The other problems that are going to prevent this from generalizing are

raked_product is rank-sensitive and not applicable hierarchically. raked_product( ((X,Y),Z), ((A,B),C) ) computes the "product" of (X,Y) and (A,B), not of X and A then Y and B.
By applying zipped_divide to the raked_product, you're asking for the composition of incompatible objects. The LHS is a tensor with logical coordinates and the RHS is a layout mapping something to (thr_idx,val_idx). The (thr_idx, val_idx) are not intended to be logical coordinates into the tensor, so the composition doesn't make sense.
The iter_layout being composed with the original tensor doesn't make much sense either.

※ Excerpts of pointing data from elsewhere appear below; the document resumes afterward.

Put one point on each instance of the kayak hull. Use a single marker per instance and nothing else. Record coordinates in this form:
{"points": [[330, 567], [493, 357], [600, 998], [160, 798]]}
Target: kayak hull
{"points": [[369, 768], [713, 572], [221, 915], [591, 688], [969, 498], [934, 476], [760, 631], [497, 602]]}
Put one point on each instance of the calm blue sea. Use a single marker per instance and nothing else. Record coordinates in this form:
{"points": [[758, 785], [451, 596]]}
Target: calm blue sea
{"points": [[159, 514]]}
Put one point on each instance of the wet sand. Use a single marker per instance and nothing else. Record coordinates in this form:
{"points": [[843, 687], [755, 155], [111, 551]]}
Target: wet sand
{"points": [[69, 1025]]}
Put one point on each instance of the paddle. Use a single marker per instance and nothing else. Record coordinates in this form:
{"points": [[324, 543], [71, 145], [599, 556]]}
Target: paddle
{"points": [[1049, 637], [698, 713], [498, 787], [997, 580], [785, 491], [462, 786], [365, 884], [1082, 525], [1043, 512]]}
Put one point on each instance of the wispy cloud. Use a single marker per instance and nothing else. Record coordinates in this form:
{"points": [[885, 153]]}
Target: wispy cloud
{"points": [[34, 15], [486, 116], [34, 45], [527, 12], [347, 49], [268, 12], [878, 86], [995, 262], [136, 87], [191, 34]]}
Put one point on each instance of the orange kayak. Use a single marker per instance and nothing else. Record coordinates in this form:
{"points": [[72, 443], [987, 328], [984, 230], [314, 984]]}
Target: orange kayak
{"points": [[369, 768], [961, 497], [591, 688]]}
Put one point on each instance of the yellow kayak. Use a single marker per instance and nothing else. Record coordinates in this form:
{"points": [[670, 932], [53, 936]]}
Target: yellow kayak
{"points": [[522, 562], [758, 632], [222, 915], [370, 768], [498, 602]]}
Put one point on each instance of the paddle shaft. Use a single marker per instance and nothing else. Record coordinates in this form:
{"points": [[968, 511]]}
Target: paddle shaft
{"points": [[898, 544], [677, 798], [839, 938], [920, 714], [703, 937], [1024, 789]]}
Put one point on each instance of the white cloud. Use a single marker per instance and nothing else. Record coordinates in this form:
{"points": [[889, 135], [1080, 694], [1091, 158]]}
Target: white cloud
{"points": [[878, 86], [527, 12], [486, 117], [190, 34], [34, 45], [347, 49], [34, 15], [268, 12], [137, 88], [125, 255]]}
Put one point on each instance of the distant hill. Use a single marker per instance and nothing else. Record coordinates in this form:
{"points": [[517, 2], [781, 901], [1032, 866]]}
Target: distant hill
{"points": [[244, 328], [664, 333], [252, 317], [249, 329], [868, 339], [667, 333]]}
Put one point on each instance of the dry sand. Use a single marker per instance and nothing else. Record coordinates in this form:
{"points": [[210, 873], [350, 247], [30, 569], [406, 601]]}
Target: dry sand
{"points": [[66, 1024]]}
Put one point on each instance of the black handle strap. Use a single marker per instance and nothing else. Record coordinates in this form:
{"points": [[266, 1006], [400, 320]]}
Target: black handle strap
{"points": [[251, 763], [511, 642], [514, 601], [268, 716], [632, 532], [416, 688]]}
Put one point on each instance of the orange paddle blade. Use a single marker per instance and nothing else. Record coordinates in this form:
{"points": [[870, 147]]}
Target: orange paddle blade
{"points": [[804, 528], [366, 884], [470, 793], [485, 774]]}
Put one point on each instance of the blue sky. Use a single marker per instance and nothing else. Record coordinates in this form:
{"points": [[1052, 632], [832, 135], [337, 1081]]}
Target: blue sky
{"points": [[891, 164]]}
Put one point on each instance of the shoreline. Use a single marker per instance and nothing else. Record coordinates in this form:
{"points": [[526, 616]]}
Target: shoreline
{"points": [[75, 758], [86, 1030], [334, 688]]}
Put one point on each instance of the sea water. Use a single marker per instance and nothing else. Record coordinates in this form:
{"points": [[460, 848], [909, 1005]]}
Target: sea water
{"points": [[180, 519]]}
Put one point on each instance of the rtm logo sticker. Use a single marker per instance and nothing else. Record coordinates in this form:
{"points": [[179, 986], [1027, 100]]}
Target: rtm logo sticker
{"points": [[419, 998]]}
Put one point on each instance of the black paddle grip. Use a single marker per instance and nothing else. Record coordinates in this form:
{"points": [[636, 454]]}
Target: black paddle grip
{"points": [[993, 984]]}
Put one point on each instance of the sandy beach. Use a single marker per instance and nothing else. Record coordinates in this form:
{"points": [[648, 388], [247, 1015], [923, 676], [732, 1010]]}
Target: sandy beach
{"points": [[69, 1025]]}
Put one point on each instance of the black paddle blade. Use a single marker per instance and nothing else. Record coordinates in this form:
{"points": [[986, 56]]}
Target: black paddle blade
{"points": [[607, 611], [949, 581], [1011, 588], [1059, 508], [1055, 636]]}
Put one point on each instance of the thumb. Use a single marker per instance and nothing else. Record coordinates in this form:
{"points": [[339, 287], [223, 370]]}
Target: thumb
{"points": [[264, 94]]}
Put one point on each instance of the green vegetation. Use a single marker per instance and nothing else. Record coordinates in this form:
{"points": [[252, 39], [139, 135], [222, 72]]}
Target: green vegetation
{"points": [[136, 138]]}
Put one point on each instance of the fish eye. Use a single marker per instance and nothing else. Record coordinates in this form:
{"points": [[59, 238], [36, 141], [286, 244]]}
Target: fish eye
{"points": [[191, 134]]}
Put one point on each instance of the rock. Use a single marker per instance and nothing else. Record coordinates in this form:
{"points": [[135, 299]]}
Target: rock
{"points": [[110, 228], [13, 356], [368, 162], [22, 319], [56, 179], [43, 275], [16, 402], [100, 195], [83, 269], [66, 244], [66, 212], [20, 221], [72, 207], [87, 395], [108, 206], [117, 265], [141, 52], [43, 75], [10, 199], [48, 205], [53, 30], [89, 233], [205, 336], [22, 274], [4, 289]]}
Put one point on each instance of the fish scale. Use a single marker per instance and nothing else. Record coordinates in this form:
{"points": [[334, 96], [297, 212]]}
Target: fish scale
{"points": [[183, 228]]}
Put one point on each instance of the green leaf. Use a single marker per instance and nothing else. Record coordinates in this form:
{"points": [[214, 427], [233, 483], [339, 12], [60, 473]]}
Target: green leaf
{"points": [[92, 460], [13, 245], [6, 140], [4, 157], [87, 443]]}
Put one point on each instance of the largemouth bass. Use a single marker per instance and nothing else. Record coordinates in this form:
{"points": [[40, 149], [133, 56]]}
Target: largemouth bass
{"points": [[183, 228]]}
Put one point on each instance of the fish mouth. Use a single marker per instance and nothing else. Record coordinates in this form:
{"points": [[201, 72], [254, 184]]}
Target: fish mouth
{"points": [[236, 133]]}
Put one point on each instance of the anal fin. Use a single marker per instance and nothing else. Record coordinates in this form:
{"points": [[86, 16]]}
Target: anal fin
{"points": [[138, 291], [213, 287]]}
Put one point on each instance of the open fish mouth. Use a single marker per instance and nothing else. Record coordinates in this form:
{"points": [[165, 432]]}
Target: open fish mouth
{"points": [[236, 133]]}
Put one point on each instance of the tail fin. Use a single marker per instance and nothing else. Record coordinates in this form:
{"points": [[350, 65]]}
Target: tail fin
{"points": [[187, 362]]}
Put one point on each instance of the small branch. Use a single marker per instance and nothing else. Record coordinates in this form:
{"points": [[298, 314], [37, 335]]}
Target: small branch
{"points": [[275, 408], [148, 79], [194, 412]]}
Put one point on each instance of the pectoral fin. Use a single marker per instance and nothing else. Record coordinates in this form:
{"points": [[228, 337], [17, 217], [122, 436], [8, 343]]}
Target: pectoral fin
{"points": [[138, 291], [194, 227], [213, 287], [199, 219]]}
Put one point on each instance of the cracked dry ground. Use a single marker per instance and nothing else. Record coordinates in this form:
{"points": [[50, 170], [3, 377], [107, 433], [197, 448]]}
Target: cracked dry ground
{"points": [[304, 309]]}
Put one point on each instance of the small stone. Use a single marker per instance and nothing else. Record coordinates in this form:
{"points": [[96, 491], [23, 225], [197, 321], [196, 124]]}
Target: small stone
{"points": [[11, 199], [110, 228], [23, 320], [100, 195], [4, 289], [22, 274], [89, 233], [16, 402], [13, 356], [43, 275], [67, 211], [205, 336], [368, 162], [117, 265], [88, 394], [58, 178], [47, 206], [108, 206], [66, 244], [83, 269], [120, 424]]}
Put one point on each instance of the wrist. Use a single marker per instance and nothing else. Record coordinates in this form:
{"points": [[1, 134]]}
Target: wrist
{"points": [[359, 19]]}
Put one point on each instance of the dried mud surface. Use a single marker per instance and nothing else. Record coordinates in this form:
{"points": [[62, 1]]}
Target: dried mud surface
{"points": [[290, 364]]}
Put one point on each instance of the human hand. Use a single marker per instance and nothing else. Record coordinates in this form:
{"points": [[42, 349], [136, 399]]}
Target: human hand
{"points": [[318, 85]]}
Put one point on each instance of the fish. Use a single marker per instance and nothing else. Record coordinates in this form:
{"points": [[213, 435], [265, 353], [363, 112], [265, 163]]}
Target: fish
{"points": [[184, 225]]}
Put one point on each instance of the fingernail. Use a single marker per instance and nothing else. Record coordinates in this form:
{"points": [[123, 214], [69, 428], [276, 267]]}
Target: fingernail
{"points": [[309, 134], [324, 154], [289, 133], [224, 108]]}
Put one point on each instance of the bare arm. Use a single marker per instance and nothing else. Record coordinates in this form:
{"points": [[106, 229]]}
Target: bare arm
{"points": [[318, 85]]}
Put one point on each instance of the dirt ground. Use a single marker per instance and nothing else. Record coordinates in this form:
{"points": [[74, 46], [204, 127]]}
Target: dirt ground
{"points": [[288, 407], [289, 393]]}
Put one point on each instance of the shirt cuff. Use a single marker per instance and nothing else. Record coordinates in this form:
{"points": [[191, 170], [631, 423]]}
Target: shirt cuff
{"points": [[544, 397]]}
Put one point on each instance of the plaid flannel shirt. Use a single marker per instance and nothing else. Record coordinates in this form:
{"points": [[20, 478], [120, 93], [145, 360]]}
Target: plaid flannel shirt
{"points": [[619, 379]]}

For these kinds of partitions, you have to ask yourself what you actually care about

Do you care about the values assignment? It appears you do, but only for vectorization reasons?
Do you actually care about the thread assignment? It appears you do not
Are these partitioning patterns specified by an MMA_Op or a Copy_Op?
Are your tensors static or dynamic or both?
Do you need to apply the same partitioning pattern to multiple tensors?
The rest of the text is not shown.